A Derrogação do Artigo 32 da LCP e a sua Aplicação na Execução Fiscal
1 _ Introdução
Discute-se na
doutrina e jurisprudência acerca da revogação do artigo 32 da Lei de
Contravenções Penais pelo Código de Trânsito Brasileiro, quanto à direção de
veículo automotor sem a habilitação legal, apenado, segundo preceito secundário
da referida norma penal incriminadora, somente com multa.
O objetivo deste breve estudo não é discorrer
sobre a polêmica quanto à derrogação, mas sim quanto à aplicação da tese da
revogação na execução fiscal, logicamente da que cobra pena pecuniária imposta
pela prática da contravenção em testilha.
Sobre a revogação do artigo 32 da LCP existem duas
correntes:
1ªposição: no sentido da
derrogação, face o advento do Código de Trânsito Brasileiro no qual há previsão
do delito de direção sem habilitação, no artigo 309, há vários julgados do
Tribunal de Alçada Criminal1 e alguns recentíssimos Acórdãos do Superior
Tribunal de Justiça2 , bem como a lição dos penalistas Dámasio E. de Jesus e
Luiz Flávio Gomes3; e
2ª posição: contra a revogação4,
argumenta-se que há dois tipos penais distintos, contravenção penal na direção
sem habilitação com perigo abstrato, e o crime previsto no artigo 309, da Lei
9503/97, quando há direção sem habilitação gerando perigo concreto, que
responsabilizam condutas penalmente reprováveis diversas5.
Sem embargo das respeitáveis opiniões em sentido
contrário, adotamos a primeira posição, mas nos limitaremos a abordar a questão
da aplicação desta tese no juízo da execução fiscal, que merece ser discutida.
2 _A execução da multa penal
A execução da pena pecuniária deverá obedecer o
rito da Lei nº 6.830/80, que disciplina a execução da dívida ativa da Fazendas
Públicas, nos termos da Lei n. 9.286/96, que alterou a redação do artigo 51 do
Código Penal.
Contudo, o legislador não alterou o caráter penal6
da sanção imposta, impondo-se a aplicação dos princípios e normas quanto à
retroatividade da lei penal mais benéfica, na execução da dívida ativa
não-tributária.

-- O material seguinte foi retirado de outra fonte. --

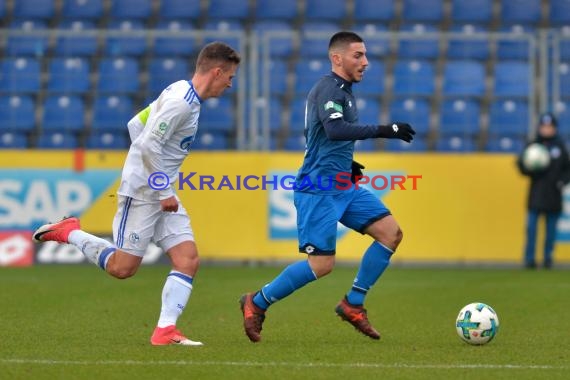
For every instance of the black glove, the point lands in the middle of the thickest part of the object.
(402, 131)
(356, 171)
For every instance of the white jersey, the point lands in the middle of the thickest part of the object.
(161, 142)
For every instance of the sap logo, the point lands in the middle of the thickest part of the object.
(282, 218)
(29, 198)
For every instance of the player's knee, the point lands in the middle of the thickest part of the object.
(122, 273)
(393, 239)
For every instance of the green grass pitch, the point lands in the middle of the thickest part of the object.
(74, 322)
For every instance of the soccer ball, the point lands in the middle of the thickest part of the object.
(536, 157)
(477, 323)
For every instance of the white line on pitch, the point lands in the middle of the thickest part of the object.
(278, 364)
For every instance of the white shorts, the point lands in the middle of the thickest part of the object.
(137, 223)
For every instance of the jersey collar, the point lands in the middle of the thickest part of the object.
(195, 93)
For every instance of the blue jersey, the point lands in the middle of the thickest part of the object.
(329, 102)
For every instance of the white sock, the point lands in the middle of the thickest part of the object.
(90, 245)
(175, 295)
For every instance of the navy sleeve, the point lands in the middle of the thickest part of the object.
(331, 114)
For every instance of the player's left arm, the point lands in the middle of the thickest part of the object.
(331, 114)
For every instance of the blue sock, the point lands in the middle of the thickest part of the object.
(293, 277)
(374, 262)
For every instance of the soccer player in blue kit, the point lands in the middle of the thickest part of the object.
(331, 128)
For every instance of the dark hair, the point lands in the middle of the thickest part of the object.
(342, 39)
(547, 118)
(216, 53)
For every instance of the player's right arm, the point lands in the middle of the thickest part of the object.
(331, 114)
(167, 115)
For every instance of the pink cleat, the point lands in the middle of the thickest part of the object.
(56, 231)
(163, 336)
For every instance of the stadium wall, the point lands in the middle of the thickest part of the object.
(465, 208)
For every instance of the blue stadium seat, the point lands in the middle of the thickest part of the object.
(82, 9)
(376, 45)
(512, 79)
(520, 11)
(297, 116)
(514, 49)
(422, 48)
(417, 145)
(217, 115)
(33, 45)
(17, 113)
(414, 78)
(19, 75)
(118, 75)
(229, 32)
(228, 10)
(69, 75)
(13, 140)
(107, 140)
(564, 43)
(163, 72)
(480, 11)
(559, 12)
(277, 77)
(464, 78)
(57, 140)
(131, 9)
(308, 72)
(180, 9)
(368, 110)
(175, 45)
(315, 38)
(294, 143)
(276, 10)
(76, 45)
(279, 45)
(112, 113)
(211, 141)
(329, 10)
(504, 144)
(373, 82)
(274, 113)
(507, 116)
(373, 10)
(460, 116)
(121, 46)
(466, 48)
(63, 113)
(564, 78)
(416, 112)
(34, 9)
(423, 10)
(455, 144)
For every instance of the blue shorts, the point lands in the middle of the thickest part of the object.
(318, 214)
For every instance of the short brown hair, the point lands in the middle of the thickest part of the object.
(343, 39)
(216, 53)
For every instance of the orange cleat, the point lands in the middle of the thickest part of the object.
(163, 336)
(253, 317)
(56, 231)
(356, 316)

No caso em testilha, a que visa cobrar multa penal imposta pela
prática do artigo 32 da Lei de Contravenções Penais.
3 _A retroatividade da lex mitior
O mandamento constitucional da aplicação
retroativa da lei penal benéfica está previsto no artigo 5º, XL, da
Constituição Federal.
No artigo 2º, do Código Penal, em seu parágrafo
único, há disposição expressa que a retroatividade benéfica aplica-se aos fatos
anteriores à vigência da lei, ainda que decididos por sentença condenatória
transitada em julgado .
A aplicação
da lex mitior no processo de execução penal está prevista no artigo 13 da Lei
de Introdução ao Código de Processo Penal e no inciso I do artigo 66, da Lei de
Execução Penal ao dispor que compete ao juiz da execução aplicar aos casos
julgados a lei posterior que de qualquer modo favorecer o condenado. O Pretório
Excelso, na Súmula 6117, adota este posicionamento.

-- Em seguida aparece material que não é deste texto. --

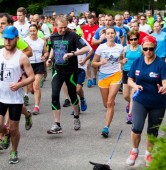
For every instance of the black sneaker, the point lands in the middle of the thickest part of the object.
(66, 103)
(6, 141)
(28, 121)
(26, 100)
(55, 129)
(1, 144)
(13, 157)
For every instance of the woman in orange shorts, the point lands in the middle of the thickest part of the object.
(107, 58)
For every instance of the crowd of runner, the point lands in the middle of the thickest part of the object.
(120, 53)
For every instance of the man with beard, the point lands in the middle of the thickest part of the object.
(12, 64)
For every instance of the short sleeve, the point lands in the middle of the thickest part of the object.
(131, 73)
(21, 44)
(99, 50)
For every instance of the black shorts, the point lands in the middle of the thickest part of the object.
(125, 77)
(15, 110)
(38, 68)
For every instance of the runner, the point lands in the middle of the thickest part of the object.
(40, 54)
(131, 52)
(161, 40)
(65, 69)
(147, 77)
(13, 62)
(107, 58)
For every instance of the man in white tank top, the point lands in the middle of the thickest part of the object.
(12, 64)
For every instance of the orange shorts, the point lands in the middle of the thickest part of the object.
(115, 78)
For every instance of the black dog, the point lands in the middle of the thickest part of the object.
(98, 166)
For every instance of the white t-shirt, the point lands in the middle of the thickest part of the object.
(145, 28)
(113, 54)
(83, 56)
(37, 49)
(11, 72)
(23, 30)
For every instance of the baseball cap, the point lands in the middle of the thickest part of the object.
(72, 26)
(149, 38)
(81, 21)
(10, 32)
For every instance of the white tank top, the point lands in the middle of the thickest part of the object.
(10, 72)
(37, 49)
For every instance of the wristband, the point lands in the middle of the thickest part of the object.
(73, 53)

Não há no ordenamento jurídico qualquer obstáculo
constitucional ou legal à aplicação da abolitio criminis na execução fiscal,
proposta para que seja satisfeita a pretensão imposta por decisão judicial,
ante a prática da contravenção prevista no artigo 32 da Lei de Contravenções
Penais, por direção de veículo automotor sem a devida habilitação, ante a sua
revogação pelo Código de Trânsito Brasileiro.
Cumpre-nos assinalar que o artigo 5º, inciso XL,
da Magna Carta não impõe nenhuma restrição à aplicação da retroatividade da lex
mitior aos processos com sentença transitada em julgado, afigurando-se como
inconstitucional, por incompatibilidade material, qualquer entendimento em
sentido contrário.
A norma constitucional, segundo o magistério de
Celso Ribeiro Bastos8, deve ser interpretada num sentido que lhe atribua maior
eficácia possível que, na feliz síntese do precitado mestre, "se traduz na
preservação da carga material que cada norma possui, e que deve prevalecer, não
sendo aceitável sua nulificação nem que parcial"9.
O mestre Carlos Maximiliano leciona: "quando
o texto dispõe de modo amplo, sem limitações evidentes, é dever do intérprete
aplicá-lo a todos os casos particulares que se possam enquadrar na hipótese
geral prevista explicitamente"10.
No dizer sempre expressivo de Luiz Vicente
Cernicchiaro: "nenhuma lei penal, escreva-se ainda mais favorável sofre
qualquer restrição. Aplica-se imediatamente"11, e prossegue afirmando que
"pouco importa, antes ou depois do trânsito em julgado da sentença
condenatória". "A lex mitior é de aplicação irrestrita"12.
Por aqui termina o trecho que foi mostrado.